Support Services for Rural MOUD Programs
Many rural programs providing medication for opioid use disorder (MOUD) offer a variety of services, in addition to medication, that support treatment for opioid use disorder. These support services help patients by connecting them with resources, including those that address the social determinants of health. Examples of support services offered by rural MOUD programs include housing, transportation, employment assistance, and child care.
Some residents of rural communities may be experiencing homelessness. It is important for MOUD programs to understand how to best help this patient population. For example, programs may need to help patients in treatment establish stable housing, and they may need to partner with other organizations, such as homeless services providers, to expand access to shelter or housing for patients while in treatment.
For additional information about rural homelessness, see the page about People Experiencing Homelessness in the Rural Services Integration Toolkit.

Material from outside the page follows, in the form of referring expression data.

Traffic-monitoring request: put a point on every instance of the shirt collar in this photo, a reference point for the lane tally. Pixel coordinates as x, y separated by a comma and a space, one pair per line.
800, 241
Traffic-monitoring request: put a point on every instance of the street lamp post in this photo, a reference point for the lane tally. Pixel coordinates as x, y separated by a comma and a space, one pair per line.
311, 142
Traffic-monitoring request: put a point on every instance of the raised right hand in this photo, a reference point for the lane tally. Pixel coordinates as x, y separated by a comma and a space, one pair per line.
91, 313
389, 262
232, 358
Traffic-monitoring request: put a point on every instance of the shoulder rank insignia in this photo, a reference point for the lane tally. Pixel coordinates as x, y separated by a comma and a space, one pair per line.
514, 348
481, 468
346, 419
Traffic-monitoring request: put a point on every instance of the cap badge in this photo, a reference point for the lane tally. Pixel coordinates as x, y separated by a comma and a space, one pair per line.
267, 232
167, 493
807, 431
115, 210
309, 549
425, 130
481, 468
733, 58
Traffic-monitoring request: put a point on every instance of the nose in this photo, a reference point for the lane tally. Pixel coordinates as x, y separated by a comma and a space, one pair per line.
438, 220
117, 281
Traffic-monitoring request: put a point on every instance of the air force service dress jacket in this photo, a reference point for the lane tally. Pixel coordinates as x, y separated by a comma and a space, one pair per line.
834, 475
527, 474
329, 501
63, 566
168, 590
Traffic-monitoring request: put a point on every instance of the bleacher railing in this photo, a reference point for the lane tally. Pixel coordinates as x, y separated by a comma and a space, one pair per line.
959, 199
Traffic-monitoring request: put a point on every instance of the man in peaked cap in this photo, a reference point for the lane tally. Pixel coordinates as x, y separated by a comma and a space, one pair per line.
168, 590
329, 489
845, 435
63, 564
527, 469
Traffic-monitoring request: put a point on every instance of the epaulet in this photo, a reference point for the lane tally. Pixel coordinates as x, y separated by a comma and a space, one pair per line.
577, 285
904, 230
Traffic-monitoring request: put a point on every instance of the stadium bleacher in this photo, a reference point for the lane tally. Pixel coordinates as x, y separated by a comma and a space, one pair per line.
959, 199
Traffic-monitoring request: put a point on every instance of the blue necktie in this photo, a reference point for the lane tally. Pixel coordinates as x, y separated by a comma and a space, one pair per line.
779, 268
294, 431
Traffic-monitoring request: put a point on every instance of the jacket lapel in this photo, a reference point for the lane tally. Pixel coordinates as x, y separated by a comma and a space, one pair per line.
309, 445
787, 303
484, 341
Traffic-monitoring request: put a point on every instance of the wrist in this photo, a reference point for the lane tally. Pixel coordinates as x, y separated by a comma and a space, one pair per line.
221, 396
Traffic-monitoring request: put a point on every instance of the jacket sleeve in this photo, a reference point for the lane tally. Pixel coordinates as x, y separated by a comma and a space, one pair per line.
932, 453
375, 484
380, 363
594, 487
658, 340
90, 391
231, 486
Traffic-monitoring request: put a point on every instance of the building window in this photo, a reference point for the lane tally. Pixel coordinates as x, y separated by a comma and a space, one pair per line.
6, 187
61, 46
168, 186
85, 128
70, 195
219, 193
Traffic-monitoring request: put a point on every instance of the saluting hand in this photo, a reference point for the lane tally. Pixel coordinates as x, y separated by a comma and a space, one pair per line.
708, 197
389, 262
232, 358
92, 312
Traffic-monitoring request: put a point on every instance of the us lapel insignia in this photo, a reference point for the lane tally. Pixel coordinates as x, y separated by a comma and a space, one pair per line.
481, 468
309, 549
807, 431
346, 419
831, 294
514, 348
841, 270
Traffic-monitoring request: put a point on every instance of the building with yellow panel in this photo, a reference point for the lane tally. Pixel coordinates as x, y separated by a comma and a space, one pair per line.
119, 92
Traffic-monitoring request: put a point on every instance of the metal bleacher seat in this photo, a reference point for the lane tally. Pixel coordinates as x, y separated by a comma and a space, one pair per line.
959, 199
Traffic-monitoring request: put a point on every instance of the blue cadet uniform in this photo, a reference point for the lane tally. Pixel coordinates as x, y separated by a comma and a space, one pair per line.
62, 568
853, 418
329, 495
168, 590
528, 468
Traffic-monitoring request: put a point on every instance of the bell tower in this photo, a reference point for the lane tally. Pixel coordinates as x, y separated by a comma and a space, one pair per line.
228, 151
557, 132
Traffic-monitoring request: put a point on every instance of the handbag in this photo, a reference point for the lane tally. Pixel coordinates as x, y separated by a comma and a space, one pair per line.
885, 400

In many rural communities, transportation is a barrier to accessing MOUD programs. Some innovative strategies rural programs have developed to address this barrier include:
- Co-locate services to reduce transportation needs
- Locate MOUD programs in areas that are accessible via public transportation
- Establish public transportation routes that reach rural residents
- Provide financial support for transportation costs
- Collaborate with community partners
- Open new access points closer to patients
- Provide telehealth services
- Mobile clinics
For additional information about transportation specific to rural substance use disorder programs, see Transportation in the Rural Prevention and Treatment of Substance Use Disorders Toolkit. For broader information, see the Rural Transportation Toolkit.
Having a stable job may help patients who have opioid use disorder (OUD) achieve a sustainable recovery. A rural MOUD program can consider developing a list of local job openings or partner with organizations to place program participants in local employment opportunities.
MOUD programs should consider offering services and resources that support patients with families. Implementing a family-centered approach to treatment includes providing services like child care.
For patients who have children, it can be difficult and expensive to find child care coverage during appointments for treatment services. Programs can include child care services as part of their program to reduce this barrier to care. This additional service allows parents to bring their child to their in-person appointment without having their child in the room while they are discussing treatment with a provider or attending a counseling session.